Big news on a new product from Voile. Are you sitting down? It’s going to blow you away! Okay, I admit it will probably make you yawn. This may not sound big, or exciting, but it is important; at least it is to fans of the Telemark Tech System who are not a crowd yet, but they are a vocal minority on the net.
New Mid-stiff Spring
Voile is replacing the guts of their Long Throw spring LT to make it stiffer, for faster engagement on the already longer LT spring. Perhaps more importantly, it will be easy to obtain directly from Voile.
It doesn’t sound like much, but it has big implications for the light-is-right telemark aficionados who are enamored with the telemark tech system. Particularly if your foot is men’s 10 or larger (> mondo 28.0), there’s hundreds of you. Perhaps more.

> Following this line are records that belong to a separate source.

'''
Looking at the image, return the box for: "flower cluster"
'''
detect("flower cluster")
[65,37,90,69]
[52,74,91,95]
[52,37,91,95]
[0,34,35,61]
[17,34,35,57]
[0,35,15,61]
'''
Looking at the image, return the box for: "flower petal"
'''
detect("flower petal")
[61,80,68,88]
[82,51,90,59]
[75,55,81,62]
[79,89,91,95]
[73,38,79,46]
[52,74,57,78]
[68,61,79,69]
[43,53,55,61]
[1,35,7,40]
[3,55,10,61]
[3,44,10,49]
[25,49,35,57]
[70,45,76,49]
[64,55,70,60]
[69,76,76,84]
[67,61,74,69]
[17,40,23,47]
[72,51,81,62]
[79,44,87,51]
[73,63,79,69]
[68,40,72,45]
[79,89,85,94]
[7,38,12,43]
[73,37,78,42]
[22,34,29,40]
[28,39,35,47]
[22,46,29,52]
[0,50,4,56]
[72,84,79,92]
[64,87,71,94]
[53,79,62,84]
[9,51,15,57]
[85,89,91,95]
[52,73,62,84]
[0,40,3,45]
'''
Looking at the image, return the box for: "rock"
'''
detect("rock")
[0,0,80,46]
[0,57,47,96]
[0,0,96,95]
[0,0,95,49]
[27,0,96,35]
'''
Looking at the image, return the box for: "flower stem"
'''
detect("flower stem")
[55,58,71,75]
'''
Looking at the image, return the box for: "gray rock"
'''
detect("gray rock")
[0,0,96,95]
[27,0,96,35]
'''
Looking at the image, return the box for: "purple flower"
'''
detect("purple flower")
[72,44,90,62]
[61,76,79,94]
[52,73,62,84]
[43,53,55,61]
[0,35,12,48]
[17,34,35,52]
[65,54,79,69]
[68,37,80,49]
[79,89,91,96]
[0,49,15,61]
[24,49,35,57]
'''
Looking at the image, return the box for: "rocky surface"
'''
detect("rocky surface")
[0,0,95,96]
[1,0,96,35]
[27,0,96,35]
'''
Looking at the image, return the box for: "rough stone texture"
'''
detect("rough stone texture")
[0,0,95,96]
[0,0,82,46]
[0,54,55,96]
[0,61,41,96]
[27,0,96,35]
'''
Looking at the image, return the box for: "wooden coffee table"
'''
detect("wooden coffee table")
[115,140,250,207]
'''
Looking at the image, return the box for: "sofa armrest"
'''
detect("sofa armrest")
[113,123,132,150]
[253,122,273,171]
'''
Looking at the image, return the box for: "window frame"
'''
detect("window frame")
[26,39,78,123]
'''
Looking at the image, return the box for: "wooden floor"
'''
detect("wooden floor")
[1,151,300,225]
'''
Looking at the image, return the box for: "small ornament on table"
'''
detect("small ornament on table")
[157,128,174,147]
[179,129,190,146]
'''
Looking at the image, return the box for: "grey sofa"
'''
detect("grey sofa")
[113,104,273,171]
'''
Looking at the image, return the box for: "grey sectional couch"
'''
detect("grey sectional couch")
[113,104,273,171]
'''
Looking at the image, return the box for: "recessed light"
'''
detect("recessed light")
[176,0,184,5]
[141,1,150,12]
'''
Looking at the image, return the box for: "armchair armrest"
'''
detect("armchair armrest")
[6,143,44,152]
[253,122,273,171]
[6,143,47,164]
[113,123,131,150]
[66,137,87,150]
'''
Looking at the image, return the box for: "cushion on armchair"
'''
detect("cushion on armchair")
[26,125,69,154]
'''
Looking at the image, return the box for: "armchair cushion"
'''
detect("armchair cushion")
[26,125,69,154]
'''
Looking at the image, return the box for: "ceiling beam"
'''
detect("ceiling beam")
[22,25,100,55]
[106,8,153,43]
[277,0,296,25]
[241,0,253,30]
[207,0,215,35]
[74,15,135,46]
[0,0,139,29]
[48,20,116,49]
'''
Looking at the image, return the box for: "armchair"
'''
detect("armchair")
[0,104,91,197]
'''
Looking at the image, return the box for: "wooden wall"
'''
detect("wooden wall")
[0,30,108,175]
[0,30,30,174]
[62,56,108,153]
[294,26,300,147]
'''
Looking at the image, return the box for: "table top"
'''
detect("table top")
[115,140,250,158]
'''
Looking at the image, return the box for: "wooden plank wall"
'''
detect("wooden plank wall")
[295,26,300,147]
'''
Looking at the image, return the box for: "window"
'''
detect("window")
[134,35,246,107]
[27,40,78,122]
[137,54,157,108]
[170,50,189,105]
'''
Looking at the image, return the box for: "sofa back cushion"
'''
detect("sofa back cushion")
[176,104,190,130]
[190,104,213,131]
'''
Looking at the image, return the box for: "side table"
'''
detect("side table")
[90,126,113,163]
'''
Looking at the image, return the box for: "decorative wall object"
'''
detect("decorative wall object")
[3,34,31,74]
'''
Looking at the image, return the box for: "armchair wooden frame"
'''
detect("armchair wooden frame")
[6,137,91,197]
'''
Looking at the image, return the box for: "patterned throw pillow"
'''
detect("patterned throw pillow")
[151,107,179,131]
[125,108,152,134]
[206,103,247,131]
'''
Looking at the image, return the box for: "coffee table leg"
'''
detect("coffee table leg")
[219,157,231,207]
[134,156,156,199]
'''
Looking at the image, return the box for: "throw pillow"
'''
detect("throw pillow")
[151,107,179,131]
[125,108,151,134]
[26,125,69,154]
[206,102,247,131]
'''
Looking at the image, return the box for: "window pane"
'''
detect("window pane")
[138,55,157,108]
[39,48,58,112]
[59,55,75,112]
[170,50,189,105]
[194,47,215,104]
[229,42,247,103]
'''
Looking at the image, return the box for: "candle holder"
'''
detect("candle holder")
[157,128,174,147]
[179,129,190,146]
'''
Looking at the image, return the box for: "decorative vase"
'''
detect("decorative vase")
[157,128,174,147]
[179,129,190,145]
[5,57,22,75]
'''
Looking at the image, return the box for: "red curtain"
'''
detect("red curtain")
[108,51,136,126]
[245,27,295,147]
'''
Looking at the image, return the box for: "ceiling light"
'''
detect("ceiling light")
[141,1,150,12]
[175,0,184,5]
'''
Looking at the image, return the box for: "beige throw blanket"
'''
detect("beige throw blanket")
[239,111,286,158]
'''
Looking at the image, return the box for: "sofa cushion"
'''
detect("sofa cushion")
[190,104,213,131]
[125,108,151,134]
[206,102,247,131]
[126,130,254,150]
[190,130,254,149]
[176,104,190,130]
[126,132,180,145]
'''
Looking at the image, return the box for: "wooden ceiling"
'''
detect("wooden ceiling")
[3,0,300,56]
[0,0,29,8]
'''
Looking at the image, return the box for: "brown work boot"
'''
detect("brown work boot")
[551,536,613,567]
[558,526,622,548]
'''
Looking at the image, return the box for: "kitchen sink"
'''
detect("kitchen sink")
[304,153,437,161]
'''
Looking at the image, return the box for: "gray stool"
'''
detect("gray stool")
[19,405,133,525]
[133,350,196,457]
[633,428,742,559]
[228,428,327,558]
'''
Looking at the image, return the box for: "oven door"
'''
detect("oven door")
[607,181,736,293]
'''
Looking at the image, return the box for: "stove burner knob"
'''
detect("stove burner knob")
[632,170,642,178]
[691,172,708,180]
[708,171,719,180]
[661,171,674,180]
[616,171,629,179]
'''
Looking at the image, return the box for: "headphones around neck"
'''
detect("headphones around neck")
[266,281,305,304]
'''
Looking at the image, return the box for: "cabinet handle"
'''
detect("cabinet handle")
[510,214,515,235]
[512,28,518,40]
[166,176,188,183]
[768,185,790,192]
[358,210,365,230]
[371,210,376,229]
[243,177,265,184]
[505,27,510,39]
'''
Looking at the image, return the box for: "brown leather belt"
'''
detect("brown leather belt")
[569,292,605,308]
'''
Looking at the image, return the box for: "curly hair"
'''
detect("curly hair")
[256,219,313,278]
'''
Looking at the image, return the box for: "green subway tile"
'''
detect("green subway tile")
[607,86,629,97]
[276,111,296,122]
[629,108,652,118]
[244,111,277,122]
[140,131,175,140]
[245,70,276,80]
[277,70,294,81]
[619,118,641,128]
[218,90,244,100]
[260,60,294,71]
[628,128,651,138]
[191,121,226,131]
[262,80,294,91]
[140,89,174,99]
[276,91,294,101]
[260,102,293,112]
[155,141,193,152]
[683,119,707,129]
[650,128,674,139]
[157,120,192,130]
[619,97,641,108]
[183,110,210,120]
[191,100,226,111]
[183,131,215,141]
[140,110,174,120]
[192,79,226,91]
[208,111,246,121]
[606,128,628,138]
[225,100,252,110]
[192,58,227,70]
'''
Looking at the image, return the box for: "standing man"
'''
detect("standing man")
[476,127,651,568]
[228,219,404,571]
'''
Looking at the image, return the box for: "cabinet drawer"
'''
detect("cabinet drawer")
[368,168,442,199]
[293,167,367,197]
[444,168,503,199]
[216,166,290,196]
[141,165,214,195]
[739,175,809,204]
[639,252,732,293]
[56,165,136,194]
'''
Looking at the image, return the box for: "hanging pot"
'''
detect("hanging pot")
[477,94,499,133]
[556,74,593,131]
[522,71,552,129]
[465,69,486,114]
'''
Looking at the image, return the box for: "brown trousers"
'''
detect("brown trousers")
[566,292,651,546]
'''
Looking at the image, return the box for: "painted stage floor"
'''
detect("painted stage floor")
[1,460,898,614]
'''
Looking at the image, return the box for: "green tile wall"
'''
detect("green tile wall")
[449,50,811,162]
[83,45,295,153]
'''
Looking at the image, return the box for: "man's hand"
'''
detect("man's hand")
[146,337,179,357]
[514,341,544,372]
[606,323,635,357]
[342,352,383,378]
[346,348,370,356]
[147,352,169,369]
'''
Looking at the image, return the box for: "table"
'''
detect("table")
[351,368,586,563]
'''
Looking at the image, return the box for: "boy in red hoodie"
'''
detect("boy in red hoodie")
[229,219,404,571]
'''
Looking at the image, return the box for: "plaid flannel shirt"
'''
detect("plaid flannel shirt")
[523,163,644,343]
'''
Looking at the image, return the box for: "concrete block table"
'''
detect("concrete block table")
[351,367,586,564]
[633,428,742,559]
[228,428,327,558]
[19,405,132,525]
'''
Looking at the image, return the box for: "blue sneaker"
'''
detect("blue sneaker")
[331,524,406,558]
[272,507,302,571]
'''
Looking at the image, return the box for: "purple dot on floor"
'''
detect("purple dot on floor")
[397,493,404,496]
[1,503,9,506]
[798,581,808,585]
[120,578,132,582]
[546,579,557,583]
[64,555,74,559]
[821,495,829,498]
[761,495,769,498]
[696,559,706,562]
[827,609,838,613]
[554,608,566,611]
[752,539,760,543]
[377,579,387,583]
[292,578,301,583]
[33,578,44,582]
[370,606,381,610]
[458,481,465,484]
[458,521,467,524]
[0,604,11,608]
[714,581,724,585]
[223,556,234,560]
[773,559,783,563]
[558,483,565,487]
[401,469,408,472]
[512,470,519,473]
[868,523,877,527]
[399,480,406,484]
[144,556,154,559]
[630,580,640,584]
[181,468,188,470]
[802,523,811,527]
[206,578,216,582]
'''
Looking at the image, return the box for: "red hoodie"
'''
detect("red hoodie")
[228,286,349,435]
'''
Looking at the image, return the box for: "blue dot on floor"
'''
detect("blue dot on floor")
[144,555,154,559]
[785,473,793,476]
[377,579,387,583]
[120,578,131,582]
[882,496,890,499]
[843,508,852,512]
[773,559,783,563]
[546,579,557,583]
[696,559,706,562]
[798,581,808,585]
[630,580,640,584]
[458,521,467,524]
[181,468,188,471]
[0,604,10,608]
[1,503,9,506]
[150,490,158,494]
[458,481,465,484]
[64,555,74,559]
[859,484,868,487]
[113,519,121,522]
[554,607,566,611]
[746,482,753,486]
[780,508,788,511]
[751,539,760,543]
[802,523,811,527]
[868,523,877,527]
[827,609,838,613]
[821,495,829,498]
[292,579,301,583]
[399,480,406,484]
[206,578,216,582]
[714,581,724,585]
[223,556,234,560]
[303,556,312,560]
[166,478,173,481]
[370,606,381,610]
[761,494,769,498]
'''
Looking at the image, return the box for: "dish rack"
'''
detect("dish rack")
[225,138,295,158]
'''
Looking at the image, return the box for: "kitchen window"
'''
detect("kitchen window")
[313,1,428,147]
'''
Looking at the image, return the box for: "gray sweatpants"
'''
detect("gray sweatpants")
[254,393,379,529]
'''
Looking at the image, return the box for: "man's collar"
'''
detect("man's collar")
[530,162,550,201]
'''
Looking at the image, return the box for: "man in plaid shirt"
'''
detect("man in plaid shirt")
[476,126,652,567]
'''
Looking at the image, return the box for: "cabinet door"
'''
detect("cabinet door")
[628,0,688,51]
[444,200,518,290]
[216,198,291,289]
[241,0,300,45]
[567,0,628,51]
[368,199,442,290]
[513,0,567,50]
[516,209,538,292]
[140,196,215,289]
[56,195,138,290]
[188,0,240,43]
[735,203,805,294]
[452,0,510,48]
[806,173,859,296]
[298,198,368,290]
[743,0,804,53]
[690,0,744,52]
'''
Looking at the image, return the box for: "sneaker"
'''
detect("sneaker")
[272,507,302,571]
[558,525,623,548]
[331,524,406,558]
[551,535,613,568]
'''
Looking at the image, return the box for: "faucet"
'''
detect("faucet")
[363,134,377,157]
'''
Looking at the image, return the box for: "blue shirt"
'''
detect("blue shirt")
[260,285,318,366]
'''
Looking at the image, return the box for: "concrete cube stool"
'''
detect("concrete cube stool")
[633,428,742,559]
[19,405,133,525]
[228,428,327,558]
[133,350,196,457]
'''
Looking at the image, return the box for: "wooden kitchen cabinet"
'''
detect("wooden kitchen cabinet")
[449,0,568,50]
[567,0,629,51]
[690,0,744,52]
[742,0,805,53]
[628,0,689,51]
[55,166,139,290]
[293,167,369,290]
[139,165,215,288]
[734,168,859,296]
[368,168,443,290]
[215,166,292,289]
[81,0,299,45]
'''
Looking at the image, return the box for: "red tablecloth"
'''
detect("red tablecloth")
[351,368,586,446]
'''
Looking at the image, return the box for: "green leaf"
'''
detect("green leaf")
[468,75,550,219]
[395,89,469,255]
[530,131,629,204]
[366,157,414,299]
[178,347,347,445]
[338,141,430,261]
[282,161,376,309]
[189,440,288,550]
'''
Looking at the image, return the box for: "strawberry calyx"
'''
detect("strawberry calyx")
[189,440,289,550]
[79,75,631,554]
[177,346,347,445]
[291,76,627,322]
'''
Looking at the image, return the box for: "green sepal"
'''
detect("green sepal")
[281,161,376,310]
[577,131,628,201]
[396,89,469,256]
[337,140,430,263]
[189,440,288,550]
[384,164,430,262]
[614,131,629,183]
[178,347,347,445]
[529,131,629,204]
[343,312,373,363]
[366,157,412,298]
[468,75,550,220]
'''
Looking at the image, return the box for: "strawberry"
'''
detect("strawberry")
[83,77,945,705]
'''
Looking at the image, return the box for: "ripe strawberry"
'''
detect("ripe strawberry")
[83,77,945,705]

As TTS gained a following it was quickly apparent that longer springs were needed, especially for large sized boots positioned for extra activity. Since Voile was the OEM source for Olympus Mountain Gear, the original TTS binding, they made a longer spring with existing material. A longer standard spring is a softer spring. Most TTS converts said, “meh,” to it. It was too soft.
Voile joins TTS world
Last year Voile finally joined the low-tech side of telemark bindings, introducing their version of a Telemark Tech System. They already provided the springs for the original TTS binding, but as a Voile product, it comes with their ultra low tech binding, the one made for splitboards that is closed manually.
40 years of Telemark bindings
After nearly 40 years Voile is still making telemark bindings and related gear. Part of the reason for that is their philosophy on making gear solid and simple. Theoretically the new LT spring could be used in any of their classic 75mm cable bindings but the driving force was their new TTS binding using Voile’s spartan tech toe originally developed for splitboarders.
It turns out there’s a lot more demand for Voile’s spring cartridges than for their brand of TTS binding. Besides their 75mm cable bindings using these same cartridges, they are also OEM’d by Moonlight in Norway, and Lengel’s OMG. And then there are the do it yourselfers, 2-pin tele geeks. It isn’t really that hard to build a DIY TTS binding. Get a cable kit and pick your toes.
The differences between various brands of 2-pin toes are subtle, but noticeable. For the most part, it boils down to the feel of the toe closure and it’s reliability. Once you’re in, the toe is transparent, a mechanical transfer of power from the boot to the ski. After the toes are pinned down it’s all about cable position and spring rates to define the telemark sensation. That’s why this new LT spring is big news for TTS fans.
A choice is good, three are better
Voile will soon be offering three lengths of cable rods, and three spring cartridges. The new, stiffer spring will be used in the long cartridge for guys with bigger feet that need the extra length but don’t want to compromise with a softer spring.
Springs for TTS
|Cartridge Sz.||Length||Wire Diam.||Travel Dist.|
|Small||3.75″ • 95mm||0.098″||43mm|
|Stiff (X2)||3.75″ • 95mm||0.112″||35.6mm|
|LT||4.8″ • 122mm||0.105″||57.5mm|
When you look at Voile’s sizing chart for cable wire size versus boot size there are/were a few holes. With this new stiffer LT spring maybe the resulting combinations will open things up. For instance, Voile’s size chart suggest the LT spring won’t work below mondo size 27, based on using the medium length cable rod. You could get a size smaller with Small cable.
A stiffer long spring is what TTS fans have been clamoring for and it’s finally here. The best part of this news isn’t really the spring itself, but the indication that Voile is taking TTS seriously. After 30 years with Voile Mark Christoferson knows a thing or two about the company and their cagey navigation of the telemark market. They were first to the plate in the 80’s, then downshifted and followed trends with ingenious simplicity. The Switchback is the stellar example of that. To summarize the importance of this new spring, Mark said, “it’s something for us to build upon,” so who knows what might come next.